Does this imply that $A$ has the same block-diagonal structure as $B$ (that is, it is block-diagonal with blocks placed at the same positions as those of $B$)?

I understand that, as discussed in Why does a diagonalization of a matrix B with the basis of a commuting matrix A give a block diagonal matrix?, if $A$ and $B$ commute, then they respect each others eigenspaces. This would mean that if, say, $V_1$ is an eigenspace of $B$, then $A V_1\subseteq V_1$. Therefore, if $B_1$ is diagonalizable, then I think $A$ should at least have the block structure $$ A = \begin{pmatrix} A_{11} & A_{12} \\ 0 & A_{22}\end{pmatrix}.$$ However, what about the cases in which $B_i$ are not necessarily diagonalizable? Do similar conclusions hold? If not, what are some counterexamples?

I'm interested in the statement when we are not assuming the underlying field to be algebraically complete. Another realted question is Commuting block diagonal matrices, but they also seem to be making further assumptions about the diagonalizability of the underlying matrices.

Answer 1

An easy counterexample is $$ B=\left(\begin{array}{cc|cc}p&0&0&0\\ 0&1&0&0\\ \hline0&0&1&0\\ 0&0&0&q\end{array}\right), \ A=\left(\begin{array}{cc|cc}0&0&0&0\\ 0&1&1&0\\ \hline0&1&1&0\\ 0&0&0&0\end{array}\right) $$ for any $p$ and $q$.
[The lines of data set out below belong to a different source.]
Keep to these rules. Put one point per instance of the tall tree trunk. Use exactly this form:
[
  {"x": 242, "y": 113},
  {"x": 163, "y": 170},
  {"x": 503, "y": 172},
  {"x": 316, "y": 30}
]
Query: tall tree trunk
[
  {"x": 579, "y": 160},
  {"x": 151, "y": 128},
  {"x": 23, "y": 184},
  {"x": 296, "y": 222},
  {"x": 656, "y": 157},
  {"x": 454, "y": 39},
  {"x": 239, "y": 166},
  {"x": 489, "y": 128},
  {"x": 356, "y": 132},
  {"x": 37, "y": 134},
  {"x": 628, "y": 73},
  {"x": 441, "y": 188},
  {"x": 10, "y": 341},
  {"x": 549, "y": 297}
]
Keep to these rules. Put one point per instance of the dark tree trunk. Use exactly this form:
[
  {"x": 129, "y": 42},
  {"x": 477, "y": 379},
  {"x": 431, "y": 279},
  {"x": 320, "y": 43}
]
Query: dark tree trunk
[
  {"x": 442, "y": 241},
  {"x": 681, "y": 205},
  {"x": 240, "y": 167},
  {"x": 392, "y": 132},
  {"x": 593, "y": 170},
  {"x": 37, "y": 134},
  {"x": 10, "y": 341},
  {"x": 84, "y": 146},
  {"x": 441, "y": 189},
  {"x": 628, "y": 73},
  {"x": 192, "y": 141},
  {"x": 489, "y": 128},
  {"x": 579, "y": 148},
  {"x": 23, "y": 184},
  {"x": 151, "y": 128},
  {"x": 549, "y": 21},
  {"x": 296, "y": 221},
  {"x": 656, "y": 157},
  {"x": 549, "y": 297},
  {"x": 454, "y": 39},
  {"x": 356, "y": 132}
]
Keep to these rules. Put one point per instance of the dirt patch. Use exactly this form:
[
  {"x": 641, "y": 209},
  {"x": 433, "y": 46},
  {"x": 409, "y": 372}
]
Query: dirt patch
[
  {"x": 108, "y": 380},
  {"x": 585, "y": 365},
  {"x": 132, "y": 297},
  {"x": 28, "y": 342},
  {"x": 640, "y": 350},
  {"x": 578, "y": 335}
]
However, the statement is true when $B_1$ and $B_2$ do not share any eigenvalue over the algebraic closure of the underlying field. In this case, when $A$ is comformingly partitioned as $\pmatrix{X&Y\\ Z&W}$, the Sylvester equations $B_1Y=YB_2$ and $B_2Z=ZB_1$ have only trivial solutions $Y=0$ and $Z=0$.